Revisit moving instances to Failed in `handle_instance_put_result` #4226

gjcolombo · 2023-10-07T00:56:29Z

Follow-up from the refactoring in #4194.

If Nexus calls sled agent to do something that registers an instance or changes its state, sled agent will try to return a Result<Option<SledInstanceState>, Error>. Nexus will then get back one of the following values:

Ok(None) if the call succeeded and this didn't change what sled agent thinks the instance/VMM state is
Ok(Some(new_state)) if the call succeeded and sled agent wants Nexus to try to write some new state back to CRDB
Err(e) if the call failed, where e: progenitor_client::Error<sled_agent_client::Error>

The first two cases are handled by simply trying to write a state update to CRDB and aren't important here. The error case, however, walks a tightrope:

omicron/nexus/src/app/instance.rs

Lines 891 to 943 in 2bb0fdc

    
           Err(e) => { 
        
               // The sled-agent has told us that it can't do what we 
        
               // requested, but does that mean a failure? One example would be 
        
               // if we try to "reboot" a stopped instance. That shouldn't 
        
               // transition the instance to failed. But if the sled-agent 
        
               // *can't* boot a stopped instance, that should transition 
        
               // to failed. 
        
               // 
        
               // Without a richer error type, let the sled-agent tell Nexus 
        
               // what to do with status codes. 
        
               error!(self.log, "saw {} from instance_put!", e); 
        
               // Convert to the Omicron API error type. 
        
               // 
        
               // N.B. The match below assumes that this conversion will turn 
        
               //      any 400-level error status from sled agent into an 
        
               //      `Error::InvalidRequest`. 
        
               let e = e.into(); 
        
               match &e { 
        
                   // Bad request shouldn't change the instance state. 
        
                   Error::InvalidRequest { .. } => Err(e), 
        
                   // Internal server error (or anything else) should change 
        
                   // the instance state to failed, we don't know what state 
        
                   // the instance is in. 
        
                   _ => { 
        
                       let new_runtime = db::model::InstanceRuntimeState { 
        
                           state: db::model::InstanceState::new( 
        
                               InstanceState::Failed, 
        
                           ), 
        
                           gen: db_instance.runtime_state.gen.next().into(), 
        
                           ..db_instance.runtime_state.clone() 
        
                       }; 
        
                       // XXX what if this fails? 
        
                       let result = self 
        
                           .db_datastore 
        
                           .instance_update_runtime( 
        
                               &db_instance.id(), 
        
                               &new_runtime, 
        
                           ) 
        
                           .await; 
        
                       error!( 
        
                           self.log, 
        
                           "saw {:?} from setting InstanceState::Failed after bad instance_put", 
        
                           result, 
        
                       ); 
        
                       Err(e) 
        
                   } 
        
               }

Nexus will take the Progenitor error it got back, feed it through a From impl to convert it to an Omicron external API error, and then see if that error is a Bad Request error or something else. In the former case, the update is dropped; in the latter case, Nexus assumes some catastrophe has happened and that the instance has to be marked as Failed.

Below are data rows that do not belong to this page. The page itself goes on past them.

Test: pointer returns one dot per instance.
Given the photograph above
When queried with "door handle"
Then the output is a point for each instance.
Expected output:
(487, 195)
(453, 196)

The relevant From impl is here:

omicron/common/src/api/external/error.rs

Lines 355 to 418 in c030293

    
           // TODO-security this `From` may give us a shortcut in situtations where we 
        
           // want more robust consideration of errors. For example, while some errors 
        
           // from other services may directly result in errors that percolate to the 
        
           // external client, others may require, for example, retries with an alternate 
        
           // service instance or additional interpretation to sanitize the output error. 
        
           // This should be removed to avoid leaking data. 
        
           impl<T: ClientError> From<progenitor::progenitor_client::Error<T>> for Error { 
        
               fn from(e: progenitor::progenitor_client::Error<T>) -> Self { 
        
                   match e { 
        
                       // This error indicates that the inputs were not valid for this API 
        
                       // call. It's reflective of either a client-side programming error. 
        
                       progenitor::progenitor_client::Error::InvalidRequest(msg) => { 
        
                           Error::internal_error(&format!("InvalidRequest: {}", msg)) 
        
                       } 
        
                       // This error indicates a problem with the request to the remote 
        
                       // service that did not result in an HTTP response code, but rather 
        
                       // pertained to local (i.e. client-side) encoding or network 
        
                       // communication. 
        
                       progenitor::progenitor_client::Error::CommunicationError(ee) => { 
        
                           Error::internal_error(&format!("CommunicationError: {}", ee)) 
        
                       } 
        
                       // This error represents an expected error from the remote service. 
        
                       progenitor::progenitor_client::Error::ErrorResponse(rv) => { 
        
                           let message = rv.message(); 
        
                           match rv.status() { 
        
                               http::StatusCode::SERVICE_UNAVAILABLE => { 
        
                                   Error::unavail(&message) 
        
                               } 
        
                               status if status.is_client_error() => { 
        
                                   Error::invalid_request(&message) 
        
                               } 
        
                               _ => Error::internal_error(&message), 
        
                           } 
        
                       } 
        
                       // This error indicates that the body returned by the client didn't 
        
                       // match what was documented in the OpenAPI description for the 
        
                       // service. This could only happen for us in the case of a severe 
        
                       // logic/encoding bug in the remote service or due to a failure of 
        
                       // our version constraints (i.e. that the call was to a newer 
        
                       // service with an incompatible response). 
        
                       progenitor::progenitor_client::Error::InvalidResponsePayload( 
        
                           ee, 
        
                       ) => Error::internal_error(&format!( 
        
                           "InvalidResponsePayload: {}", 
        
                           ee, 
        
                       )), 
        
                       // This error indicates that the client generated a response code 
        
                       // that was not described in the OpenAPI description for the 
        
                       // service; this could be a success or failure response, but either 
        
                       // way it indicates a logic or version error as above. 
        
                       progenitor::progenitor_client::Error::UnexpectedResponse(r) => { 
        
                           Error::internal_error(&format!( 
        
                               "UnexpectedResponse: status code {}", 
        
                               r.status(), 
        
                           )) 
        
                       } 
        
                   } 
        
               } 
        
           }

Notice the following:

Progenitor errors that didn't produce a response from sled agent--e.g. disconnections due to timeouts or network weather--all get turned into internal errors. These will cause an instance to move to Failed even if the problem was completely transient.
Sled agent responses get flattened into either 400 Bad Request (for all 4XX errors) or 500 Internal Server Error (everything else) unless they happen to be 503 Service Unavailable, which is preserved. (See sled agent and Nexus frequently flatten errors into 500 Internal Server Error #3238.)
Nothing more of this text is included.